My personal experience of RSI began with a project that had a 3 month time frame, basically I was using the computer for 2 hours more per day than usual and not getting up from my desk as regularly as I normally did. The first sign of anything going amiss was aching in the wrist, then an occasional sharp pain. My thinking was, the project will be over in a couple of months and things will go back to normal, however the sharper pain came more often and my wrists and forearms were aching at night. This kept going on even after the project finished and got to the point where it was painful just to hold the steering wheel in the car.
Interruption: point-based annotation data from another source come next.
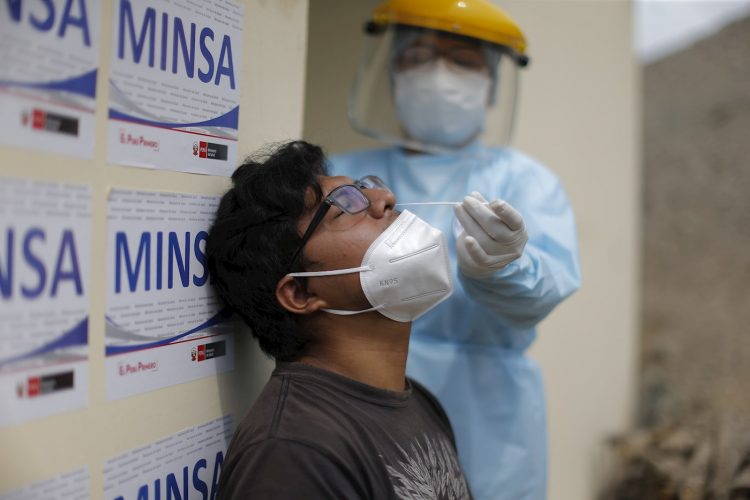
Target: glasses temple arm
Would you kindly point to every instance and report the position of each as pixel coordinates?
(308, 233)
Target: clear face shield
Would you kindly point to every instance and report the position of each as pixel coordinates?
(433, 91)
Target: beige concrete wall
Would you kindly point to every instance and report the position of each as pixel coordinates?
(272, 72)
(579, 114)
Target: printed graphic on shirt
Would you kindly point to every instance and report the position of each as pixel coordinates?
(428, 470)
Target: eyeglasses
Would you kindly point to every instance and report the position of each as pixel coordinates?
(463, 57)
(347, 197)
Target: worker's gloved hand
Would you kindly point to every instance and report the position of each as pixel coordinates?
(494, 235)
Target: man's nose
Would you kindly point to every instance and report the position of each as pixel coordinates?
(381, 200)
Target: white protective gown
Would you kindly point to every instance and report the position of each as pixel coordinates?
(470, 350)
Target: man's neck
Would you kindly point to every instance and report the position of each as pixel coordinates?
(369, 348)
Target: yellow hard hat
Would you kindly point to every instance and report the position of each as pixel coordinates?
(474, 18)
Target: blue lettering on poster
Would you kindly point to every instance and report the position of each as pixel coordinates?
(137, 261)
(178, 486)
(142, 37)
(26, 249)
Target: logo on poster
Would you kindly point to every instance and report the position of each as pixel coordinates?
(138, 141)
(208, 351)
(125, 368)
(41, 385)
(210, 150)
I didn't want to go down the track of operations or injections, at the time there was not a huge amount of information available on how to deal with it, so here is what I did and it worked for me.
I did all of these simultaneously and they all aided my recovery in some way.
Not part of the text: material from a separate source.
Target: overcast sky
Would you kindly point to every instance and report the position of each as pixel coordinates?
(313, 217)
Taking breaks, I took a break for about a minute or 2 every 20 minutes to half an hour and did a number of exercises for the hands, wrists fingers etc - some of which can be found here: Office Stretch Exercises.
Exercise - There is also a very good book which details these and many more exercises very well entitled Conquering Carpel Tunnel Syndrome, I must have ordered about 10 different books on RSI and this was by far the most useful and practical, in fact the only one I kept.
RSIGuard is a stretchbreak software that I also installed and used to ensure I took those regular breaks, this was an interesting experience. Logically this makes sense, you get a reminder to take a break and some exercise options pop up on screen. It was obvious that this was a good thing for my wellbeing, however there was a tendency to disregard "time to take a break" message and just finish off the current thing I was working on. It took quite a bit of willpower to overcome this tendency and actually take the mini breaks, which ultimately proved very beneficial.
Mouse - The other item that proved a life saver was the 3M ergonomic Mouse, it was the only vertical mouse available at the time, now there are many and the best amongst them is the Evoluent vertical mouse. Vertical mice take the strain off the wrist by putting your hand in a natural handshake position.